Dating from 1953, the apex of Ophuls’ Indian summer, b&w pic tells of a love triangle undone by a pair of diamond earrings — originally a gift from Gen. Andre de… (Charles Boyer) to his wife, Countess Louise de… (Danielle Darrieux), but later fallen into possession of her lover, Baron Donati (Vittorio De Sica), and unwittingly returned to her.
But plot is incidental, especially when compared with Ophuls’ astonishing composition — long takes of rich detail lensed with a gossamer touch — and the depth of feeling evinced by the central trio, each perfectly cast in performances they would never top.
Print quality suggests that Criterion’s waiting game was worth it. The transfer is as sparkling as the film’s eponymous earrings. Yet less-than-stellar extras make one dream of what might have been. Inexplicably absent is an interview with the radiant Darrieux, who is still acting.
Compounding that absence is a ponderous audio commentary by academics Susan White and Gaylyn Studlar that offers more Freudian analysis than insight into Ophuls’ art. Even more annoying is the clumsy video introduction by Paul Thomas Anderson, who comments imprecisely on the helmer’s impact.
Not all the supplements rep missed opportunities. Tag Gallagher’s detailed visual analyses of key scenes may be too didactic for casual viewers but will delight cinema geeks. Better still is a 25-minute conversation from 2005 with the pic’s assistant director, Alain Jessua. It’s buttressed by interviews from 1989 with co-writer Annette Wademant and assistant decorator Marc Frederix.

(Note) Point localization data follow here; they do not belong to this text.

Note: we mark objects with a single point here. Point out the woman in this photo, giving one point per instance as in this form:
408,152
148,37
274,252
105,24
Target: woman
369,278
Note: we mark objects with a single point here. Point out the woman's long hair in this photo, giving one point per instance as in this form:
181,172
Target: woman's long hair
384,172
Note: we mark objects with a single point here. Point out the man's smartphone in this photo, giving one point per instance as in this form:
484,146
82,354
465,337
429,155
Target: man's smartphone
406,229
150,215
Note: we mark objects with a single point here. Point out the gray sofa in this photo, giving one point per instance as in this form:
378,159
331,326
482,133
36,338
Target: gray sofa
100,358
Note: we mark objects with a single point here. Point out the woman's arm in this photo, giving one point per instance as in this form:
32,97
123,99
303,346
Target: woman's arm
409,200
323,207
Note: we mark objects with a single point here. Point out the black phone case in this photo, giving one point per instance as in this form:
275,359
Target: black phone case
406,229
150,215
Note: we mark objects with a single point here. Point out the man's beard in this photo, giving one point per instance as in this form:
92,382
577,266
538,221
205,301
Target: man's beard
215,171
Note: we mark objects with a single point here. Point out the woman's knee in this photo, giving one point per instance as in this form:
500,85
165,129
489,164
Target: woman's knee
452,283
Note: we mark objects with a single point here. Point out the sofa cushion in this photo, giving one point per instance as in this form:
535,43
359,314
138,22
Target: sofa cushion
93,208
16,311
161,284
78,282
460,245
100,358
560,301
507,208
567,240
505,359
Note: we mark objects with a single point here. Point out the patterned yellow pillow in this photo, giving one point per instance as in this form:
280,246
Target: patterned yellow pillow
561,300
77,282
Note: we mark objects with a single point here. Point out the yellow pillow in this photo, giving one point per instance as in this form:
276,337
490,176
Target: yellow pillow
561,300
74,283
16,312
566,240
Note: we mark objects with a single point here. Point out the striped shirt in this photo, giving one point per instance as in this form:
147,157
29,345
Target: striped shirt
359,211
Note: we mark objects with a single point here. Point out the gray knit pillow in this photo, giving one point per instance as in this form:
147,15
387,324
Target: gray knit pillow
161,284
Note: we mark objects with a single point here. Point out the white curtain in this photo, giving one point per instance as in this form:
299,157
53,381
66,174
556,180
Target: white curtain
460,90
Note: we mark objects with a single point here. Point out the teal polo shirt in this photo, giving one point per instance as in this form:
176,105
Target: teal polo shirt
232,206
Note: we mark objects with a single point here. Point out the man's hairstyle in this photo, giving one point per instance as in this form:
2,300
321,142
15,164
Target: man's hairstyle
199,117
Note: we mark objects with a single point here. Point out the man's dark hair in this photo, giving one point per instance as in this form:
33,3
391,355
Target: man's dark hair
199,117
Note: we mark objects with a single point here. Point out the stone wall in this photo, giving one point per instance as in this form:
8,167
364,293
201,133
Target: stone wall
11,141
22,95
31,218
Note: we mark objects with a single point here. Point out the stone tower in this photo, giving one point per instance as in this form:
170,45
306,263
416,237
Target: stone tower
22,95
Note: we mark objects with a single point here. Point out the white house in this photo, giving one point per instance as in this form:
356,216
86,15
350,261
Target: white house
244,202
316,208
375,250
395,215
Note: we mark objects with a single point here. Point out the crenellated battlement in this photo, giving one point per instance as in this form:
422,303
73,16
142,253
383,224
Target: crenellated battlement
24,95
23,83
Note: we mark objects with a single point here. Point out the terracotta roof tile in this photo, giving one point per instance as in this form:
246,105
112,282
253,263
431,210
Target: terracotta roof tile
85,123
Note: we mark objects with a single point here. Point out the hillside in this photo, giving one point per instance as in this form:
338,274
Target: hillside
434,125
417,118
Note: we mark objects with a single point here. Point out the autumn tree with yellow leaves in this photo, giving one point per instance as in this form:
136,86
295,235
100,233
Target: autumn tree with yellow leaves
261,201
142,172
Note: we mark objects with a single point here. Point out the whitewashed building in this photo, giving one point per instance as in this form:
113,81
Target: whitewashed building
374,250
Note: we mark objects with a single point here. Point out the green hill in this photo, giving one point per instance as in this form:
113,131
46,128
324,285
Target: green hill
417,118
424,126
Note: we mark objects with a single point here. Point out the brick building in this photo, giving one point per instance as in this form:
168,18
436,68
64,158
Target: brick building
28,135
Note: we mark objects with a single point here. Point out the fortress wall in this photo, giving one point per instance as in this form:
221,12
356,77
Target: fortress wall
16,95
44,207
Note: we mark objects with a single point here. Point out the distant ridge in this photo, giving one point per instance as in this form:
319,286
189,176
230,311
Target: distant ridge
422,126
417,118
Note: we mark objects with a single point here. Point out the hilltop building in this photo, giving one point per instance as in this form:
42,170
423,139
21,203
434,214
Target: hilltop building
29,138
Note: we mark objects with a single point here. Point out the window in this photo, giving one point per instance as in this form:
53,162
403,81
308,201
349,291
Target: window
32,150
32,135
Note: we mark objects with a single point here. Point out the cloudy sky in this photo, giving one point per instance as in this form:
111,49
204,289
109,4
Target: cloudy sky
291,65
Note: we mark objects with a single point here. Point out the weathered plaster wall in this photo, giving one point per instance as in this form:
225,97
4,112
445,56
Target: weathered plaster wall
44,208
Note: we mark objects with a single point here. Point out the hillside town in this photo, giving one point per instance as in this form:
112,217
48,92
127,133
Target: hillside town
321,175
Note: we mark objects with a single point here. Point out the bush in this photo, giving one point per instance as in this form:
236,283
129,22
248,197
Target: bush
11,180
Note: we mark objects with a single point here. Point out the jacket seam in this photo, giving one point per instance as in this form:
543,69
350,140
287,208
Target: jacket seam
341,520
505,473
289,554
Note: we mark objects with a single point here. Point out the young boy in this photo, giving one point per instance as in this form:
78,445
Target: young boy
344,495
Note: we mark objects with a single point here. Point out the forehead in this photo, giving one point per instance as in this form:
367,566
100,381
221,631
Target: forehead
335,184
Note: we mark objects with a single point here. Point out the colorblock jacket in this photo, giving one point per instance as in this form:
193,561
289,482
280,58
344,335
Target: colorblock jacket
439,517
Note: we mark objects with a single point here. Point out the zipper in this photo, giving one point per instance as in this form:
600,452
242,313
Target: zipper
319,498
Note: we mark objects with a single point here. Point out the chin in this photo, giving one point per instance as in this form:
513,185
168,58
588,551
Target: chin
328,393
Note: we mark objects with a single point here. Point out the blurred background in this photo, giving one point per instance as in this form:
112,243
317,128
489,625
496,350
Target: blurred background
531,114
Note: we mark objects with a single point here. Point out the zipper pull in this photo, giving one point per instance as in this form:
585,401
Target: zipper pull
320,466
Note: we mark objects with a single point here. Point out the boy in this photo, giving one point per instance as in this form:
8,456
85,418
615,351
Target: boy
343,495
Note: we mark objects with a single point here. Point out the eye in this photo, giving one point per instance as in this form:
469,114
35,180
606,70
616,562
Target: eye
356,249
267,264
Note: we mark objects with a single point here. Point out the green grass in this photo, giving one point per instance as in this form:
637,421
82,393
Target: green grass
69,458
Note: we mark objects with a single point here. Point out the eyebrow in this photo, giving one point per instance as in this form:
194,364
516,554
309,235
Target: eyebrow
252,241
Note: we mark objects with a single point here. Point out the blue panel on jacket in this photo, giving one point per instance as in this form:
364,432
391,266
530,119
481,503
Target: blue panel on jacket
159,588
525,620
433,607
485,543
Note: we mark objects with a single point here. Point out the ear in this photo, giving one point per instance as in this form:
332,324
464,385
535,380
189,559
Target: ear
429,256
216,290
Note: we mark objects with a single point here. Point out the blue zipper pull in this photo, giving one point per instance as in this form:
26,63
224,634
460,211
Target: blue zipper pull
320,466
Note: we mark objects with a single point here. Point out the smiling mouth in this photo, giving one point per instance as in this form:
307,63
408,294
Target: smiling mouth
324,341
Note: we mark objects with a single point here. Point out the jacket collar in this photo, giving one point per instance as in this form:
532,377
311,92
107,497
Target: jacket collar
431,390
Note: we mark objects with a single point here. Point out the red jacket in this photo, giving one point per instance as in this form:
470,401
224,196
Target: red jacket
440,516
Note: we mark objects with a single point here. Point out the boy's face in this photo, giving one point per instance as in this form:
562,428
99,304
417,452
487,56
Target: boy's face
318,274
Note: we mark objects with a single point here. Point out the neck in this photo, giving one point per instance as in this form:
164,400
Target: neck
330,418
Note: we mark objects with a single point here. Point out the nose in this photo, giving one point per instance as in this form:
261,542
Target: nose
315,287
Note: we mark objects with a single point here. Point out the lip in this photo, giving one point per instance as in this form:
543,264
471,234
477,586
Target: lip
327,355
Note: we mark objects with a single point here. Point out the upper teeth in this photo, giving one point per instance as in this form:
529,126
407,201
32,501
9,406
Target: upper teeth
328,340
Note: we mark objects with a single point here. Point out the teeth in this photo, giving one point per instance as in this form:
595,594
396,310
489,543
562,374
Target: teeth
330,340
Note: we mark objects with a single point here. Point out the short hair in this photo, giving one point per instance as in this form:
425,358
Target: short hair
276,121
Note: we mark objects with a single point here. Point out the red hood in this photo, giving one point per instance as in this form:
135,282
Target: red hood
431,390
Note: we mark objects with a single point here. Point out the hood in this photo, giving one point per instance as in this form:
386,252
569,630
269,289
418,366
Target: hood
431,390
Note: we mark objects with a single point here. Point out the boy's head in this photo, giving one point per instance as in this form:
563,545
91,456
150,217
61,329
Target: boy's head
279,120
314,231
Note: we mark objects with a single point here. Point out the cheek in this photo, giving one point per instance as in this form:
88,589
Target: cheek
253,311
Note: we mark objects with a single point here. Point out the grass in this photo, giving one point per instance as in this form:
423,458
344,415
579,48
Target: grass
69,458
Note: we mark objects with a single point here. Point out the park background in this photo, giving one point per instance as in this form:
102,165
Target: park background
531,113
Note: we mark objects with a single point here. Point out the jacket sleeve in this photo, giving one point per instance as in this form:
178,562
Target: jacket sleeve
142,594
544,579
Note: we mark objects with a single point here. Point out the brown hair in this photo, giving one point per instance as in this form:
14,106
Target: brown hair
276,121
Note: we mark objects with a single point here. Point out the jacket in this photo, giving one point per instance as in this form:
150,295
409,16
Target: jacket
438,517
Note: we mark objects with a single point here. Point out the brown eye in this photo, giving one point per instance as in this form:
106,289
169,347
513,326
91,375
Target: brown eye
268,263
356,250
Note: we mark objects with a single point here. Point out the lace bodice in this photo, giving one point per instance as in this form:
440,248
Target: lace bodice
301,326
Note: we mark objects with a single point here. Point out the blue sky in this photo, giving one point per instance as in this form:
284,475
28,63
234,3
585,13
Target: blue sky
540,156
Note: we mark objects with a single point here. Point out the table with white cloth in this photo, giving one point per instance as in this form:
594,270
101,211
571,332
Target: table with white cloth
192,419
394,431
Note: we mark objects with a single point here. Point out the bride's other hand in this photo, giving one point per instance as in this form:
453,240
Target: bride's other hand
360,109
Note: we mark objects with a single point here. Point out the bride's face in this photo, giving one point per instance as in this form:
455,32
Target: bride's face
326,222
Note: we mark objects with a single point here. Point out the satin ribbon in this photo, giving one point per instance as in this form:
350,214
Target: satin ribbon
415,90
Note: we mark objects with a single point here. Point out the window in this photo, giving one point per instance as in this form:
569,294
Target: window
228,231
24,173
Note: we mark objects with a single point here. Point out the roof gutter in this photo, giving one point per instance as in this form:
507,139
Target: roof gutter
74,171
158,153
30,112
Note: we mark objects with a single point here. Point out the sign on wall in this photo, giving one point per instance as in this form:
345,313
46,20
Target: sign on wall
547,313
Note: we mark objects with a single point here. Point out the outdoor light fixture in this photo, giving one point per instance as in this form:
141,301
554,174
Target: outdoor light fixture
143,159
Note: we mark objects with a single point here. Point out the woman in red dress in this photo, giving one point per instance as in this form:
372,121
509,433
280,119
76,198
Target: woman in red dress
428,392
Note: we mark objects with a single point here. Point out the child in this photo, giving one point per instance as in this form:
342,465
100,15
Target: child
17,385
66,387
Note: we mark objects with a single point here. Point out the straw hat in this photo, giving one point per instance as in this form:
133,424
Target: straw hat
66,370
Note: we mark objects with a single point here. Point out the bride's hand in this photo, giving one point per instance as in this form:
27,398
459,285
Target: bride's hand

There’s also a 1965 TV interview with author Louise de Vilmorin, literally wielding a switch as she vehemently denounces Ophuls’ adaptation of her novella. Viewers can judge for themselves, as the handsome package is capped by a copy of her book, along with a thoughtful essay by critic Molly Haskell, who happens to be Mrs. Andrew Sarris.
Criterion has also released in tandem with “Earrings” two other Ophuls masterpieces from the period: “La Ronde” (1950) based on Arthur Schnitzler’s play, and “Le Plaisir” (1952), based on three Guy de Maupassant stories. Both pics boast stellar casts, including Darrieux, and are transferred with Criterion’s customary care.
But once again, the extras could be better, as Todd Haynes’ vague intro to “Le Plaisir” proves all too well.